Most of Okamoto's initial problems had to do with secondary pitches. Eno Sarris of The Athletic noted that he recently changed his stance in such a way that it gives him more time to detect pitch types while also putting him in a better position to cover the outside half of the plate. His hot streak is no accident.
Oh that's fun. Last week on the podcast, we pointed out that Kazuma Okamoto was whiffing mostly on outside stuff, compared to Munetaka Murakami, whose whiffs are all over but more pitch type based. Now he's moved back (5 in) and closer (2 in) which should both help w/ whiffs. pic.twitter.com/ontvlJmQAN
— Eno Sarris (@enosarris) April 28, 2026
This doesn't automatically mean Okamoto is still going to get to every down-and-away slider he sees, but it will force pitchers to think differently about him. Last weekend, he launched home runs above the Rogers Centre batter's eye and into the WestJet Flight Deck on back-to-back days. Both of them were on middle-away fastballs. He hooked a down-and-away fastball for a 2-RBI double off Payton Tolle on Tuesday as well. Pitchers exploited a weakness of his in early April, and he adjusted. Now they'll have to adjust back.
Spencer Miles
Spencer Miles was a name shrouded in mystery when the Blue Jays selected him in the Rule 5 draft. He had never pitched above A-ball before, a level he reached in 2022. Talks of a high-90s sinker and MLB-quality stuff were encouraging, but he had a lot to prove coming into the year.
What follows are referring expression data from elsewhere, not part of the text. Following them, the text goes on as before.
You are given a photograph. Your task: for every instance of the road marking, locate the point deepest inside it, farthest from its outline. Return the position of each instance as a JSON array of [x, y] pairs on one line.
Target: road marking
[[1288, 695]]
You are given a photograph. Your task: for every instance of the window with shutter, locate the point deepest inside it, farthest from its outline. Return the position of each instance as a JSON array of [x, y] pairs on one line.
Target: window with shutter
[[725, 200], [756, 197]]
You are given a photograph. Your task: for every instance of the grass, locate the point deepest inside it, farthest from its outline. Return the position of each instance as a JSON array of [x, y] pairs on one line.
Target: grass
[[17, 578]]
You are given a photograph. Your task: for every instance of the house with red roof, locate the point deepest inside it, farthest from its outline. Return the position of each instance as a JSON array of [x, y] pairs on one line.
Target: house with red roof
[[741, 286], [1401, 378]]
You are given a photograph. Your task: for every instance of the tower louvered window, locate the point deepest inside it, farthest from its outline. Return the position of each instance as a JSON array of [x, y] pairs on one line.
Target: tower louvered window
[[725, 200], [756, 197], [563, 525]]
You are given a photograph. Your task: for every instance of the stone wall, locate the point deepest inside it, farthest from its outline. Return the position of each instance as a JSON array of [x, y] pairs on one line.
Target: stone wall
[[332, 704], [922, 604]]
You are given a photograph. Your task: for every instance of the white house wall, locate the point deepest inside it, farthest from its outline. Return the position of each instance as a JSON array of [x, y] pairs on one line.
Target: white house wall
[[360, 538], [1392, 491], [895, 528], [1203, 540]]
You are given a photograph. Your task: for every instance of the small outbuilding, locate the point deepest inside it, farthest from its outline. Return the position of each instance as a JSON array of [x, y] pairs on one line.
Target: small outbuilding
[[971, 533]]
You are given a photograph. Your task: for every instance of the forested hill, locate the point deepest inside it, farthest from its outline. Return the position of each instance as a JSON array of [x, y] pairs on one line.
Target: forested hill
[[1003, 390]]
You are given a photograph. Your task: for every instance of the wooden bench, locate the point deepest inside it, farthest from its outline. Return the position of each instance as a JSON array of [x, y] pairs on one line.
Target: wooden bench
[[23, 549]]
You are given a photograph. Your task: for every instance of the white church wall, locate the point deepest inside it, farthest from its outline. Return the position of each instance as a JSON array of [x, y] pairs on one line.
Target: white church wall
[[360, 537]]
So far so good! Miles has a 2.87 ERA, 3.82 FIP, and a 3.44 xFIP through his first nine outings. He has pitched 15.2 innings in those outings, and I'd love to see the Jays take advantage of his multi-inning capabilities more often so as to preserve the high-leverage arms on the staff. With how good pitchers are these days, a 96-mph sinker with 16 inches of arm-side tail isn't as special as it used to be. Both stuff models on FanGraphs (Stuff+, PitchingBot) see Miles's sinker, and his arsenal in general, as run-of-the-mill. The models do think higher of his command. From a results standpoint, he has a 55th-percentile K rate, a 64th-percentile BB rate, and a 90th-percentile hard-hit rate. Nothing special, but it gets the job done.
In addition to his location, I believe his arsenal is quite advanced for a reliever and is also helping his stuff play up. He uses all four of his pitch types enough that hitters on both sides can't discount them, and he mixes both velocity and movement well in doing so. Check out his repertoire through this screenshot from the Paired Pitches tool on FanGraphs Lab: His sinker gets enough separation from his four-seamer that, hypothetically, if a lefty hitter thinks he's getting a middle-middle four-seamer but it's actually a sinker, it would wind up perfectly on the lower outside corner of the zone.
All stats from FanGraphs and Baseball Savant, through games on April 29, 2026.